Sunday, September 2, 2007

"Filling-in"

"Filling-in" - könnte man mit "Ergänzung" ins Deutsche übersetzen - ist ein sehr interessantes Phänomen. Man beschreibt damit den Effekt der Komplettierung/Ergänzung/Auffüllung von "leeren" Stellen die - laut unserem Gehirn - nicht leer sein dürfen oder es aller Wahrscheinlichkeit nach nicht sind.

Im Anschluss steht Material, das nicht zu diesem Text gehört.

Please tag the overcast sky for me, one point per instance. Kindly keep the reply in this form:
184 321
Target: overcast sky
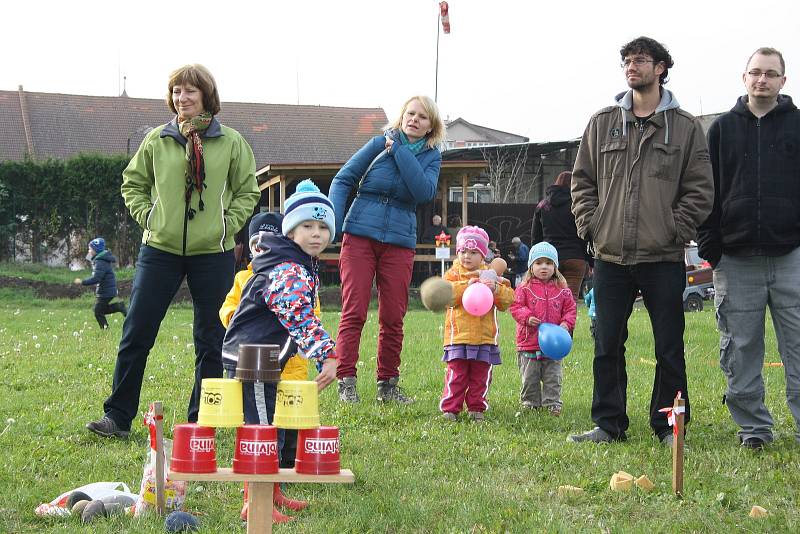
529 67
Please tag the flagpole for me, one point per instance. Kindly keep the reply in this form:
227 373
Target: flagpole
436 78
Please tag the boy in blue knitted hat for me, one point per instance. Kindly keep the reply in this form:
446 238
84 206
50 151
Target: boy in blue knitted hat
277 304
106 281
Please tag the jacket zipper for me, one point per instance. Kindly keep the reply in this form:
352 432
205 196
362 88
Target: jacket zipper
185 226
758 178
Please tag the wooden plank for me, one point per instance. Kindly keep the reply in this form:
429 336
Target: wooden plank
226 474
259 507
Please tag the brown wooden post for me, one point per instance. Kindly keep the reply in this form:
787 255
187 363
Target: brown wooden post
282 193
158 415
445 189
271 197
678 409
464 186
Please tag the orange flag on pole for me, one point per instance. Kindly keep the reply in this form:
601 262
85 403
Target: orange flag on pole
443 8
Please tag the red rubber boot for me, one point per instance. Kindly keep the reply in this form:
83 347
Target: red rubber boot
281 500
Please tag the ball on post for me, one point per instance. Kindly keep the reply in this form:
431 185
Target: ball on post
436 294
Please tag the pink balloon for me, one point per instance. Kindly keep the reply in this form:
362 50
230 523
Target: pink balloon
477 299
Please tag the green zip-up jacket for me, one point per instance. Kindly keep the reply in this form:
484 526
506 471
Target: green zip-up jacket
154 183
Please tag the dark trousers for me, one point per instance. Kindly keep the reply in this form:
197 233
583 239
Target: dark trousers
258 405
158 276
103 307
615 289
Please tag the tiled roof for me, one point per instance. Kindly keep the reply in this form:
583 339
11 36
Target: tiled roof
490 135
65 125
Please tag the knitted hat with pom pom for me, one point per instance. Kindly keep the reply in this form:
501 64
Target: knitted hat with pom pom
308 204
543 250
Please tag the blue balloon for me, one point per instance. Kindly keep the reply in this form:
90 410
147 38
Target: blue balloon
179 521
554 341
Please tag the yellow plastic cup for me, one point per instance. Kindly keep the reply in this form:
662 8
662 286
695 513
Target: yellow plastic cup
297 404
220 403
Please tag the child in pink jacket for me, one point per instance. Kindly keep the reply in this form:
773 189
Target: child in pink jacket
543 297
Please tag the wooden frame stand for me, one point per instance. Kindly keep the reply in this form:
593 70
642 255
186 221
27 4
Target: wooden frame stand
259 499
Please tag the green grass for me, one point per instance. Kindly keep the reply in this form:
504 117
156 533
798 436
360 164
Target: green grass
54 275
414 472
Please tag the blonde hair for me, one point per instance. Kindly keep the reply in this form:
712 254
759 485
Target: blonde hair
559 279
438 132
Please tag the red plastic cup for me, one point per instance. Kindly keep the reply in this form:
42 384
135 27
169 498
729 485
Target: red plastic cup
318 451
194 449
256 450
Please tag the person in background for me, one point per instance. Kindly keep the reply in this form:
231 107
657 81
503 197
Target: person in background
752 240
542 297
106 281
392 174
641 185
190 186
518 260
554 222
434 229
591 311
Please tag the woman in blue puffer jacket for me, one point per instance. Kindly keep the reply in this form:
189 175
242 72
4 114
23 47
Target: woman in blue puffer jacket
391 174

Beispiel: wenn wir vor einer Hecke stehen und sich dahinter ein Objekt befindet dann ergänzt unser Gehirn automatisch die Teile die wir nicht sehen können. Wir nehmen das Objekt als Ganzes war - nicht nur die kleinen Puzzleteile die wir tatsächlich sehen können.
Aus Erfahrung (und Wahrscheinlichkeit) heraus ergänzt unser Gehirn die fehlende Information.
Ein harmloser und hilfreicher Prozess.
Auf diese Art und Weise nehmen wir immer eine komplette zusammenhängende Umwelt war.

Staring Contest

Die Stelle an der unser Sehnerv das Auge verlässt empfängt keine visuellen Informationen - wir sind an diesem Punkt blind. Das Gehirn nutzt die Informationen angrenzender Bereiche um diesen Punkt so aufzufüllen dass ein einheitliches Bild entsteht.
Man kann diesen Effekt hier sehr schön testen und gleichzeitig seine Grösse ausmessen (linkes Auge schliessen und mit dem rechten das Kreuz fixieren, Kopf vor und zurück bewegen bis der Punkt auf der rechten Seite verschwindet).

Wie all diese Phänomene ist "Filling-in" nicht nur auf das Auge beschränkt - wir hören auch Töne die es nicht gibt - verschiedene Beispiele hier.

Auch der Bereich der taktilen Wahrnehmung ist betroffen: die "Cutaneous Rabbit Illusion" ist hier das beste Beispiel; es handelt sich um eine klassische Illusion bei der man 2 voneinander entfernte Hautstellen schnell hintereinander stimuliert - z.b. das Handgelenk und dann den Ellenbogen - und es sich für die Probanden so anfühlt als ob auch der Unterarm dazwischen in bestimmten Abständen berührt worden wäre - als ob ein Hase den Arm hinaufhüpft.

Diese Illusion wird direkt vom Gehirn selbst erzeugt: der Somatosensorische Cortex - der unter anderem für die Verarbeitung von taktilen Reizen zuständig ist - wird in den Bereichen aktiv in denen die Illusion gefühlt wird.
Ich bin nach wie vor überzeugt dass man diese Illusion theraputisch nutzen kann wie ich hier vor längerer Zeit spekuliert habe.

Wenn ein Körperteil bei chronischen Schmerzpatienten so empfindlich ist, dass man ihn nicht mehr anfassen kann weil sofort Schmerz ausgelöst wird, könnte man an den Stellen, die direkt daneben liegen Reize setzen, die dann "durch" den Schmerzbereich laufen.
So müsste man den krankhaft veränderten Teil der Gehirnrinde erreichen können ohne mehr Schmerz auszulösen. Wäre wahrscheinlich schon mit einem TENS Gerät machbar.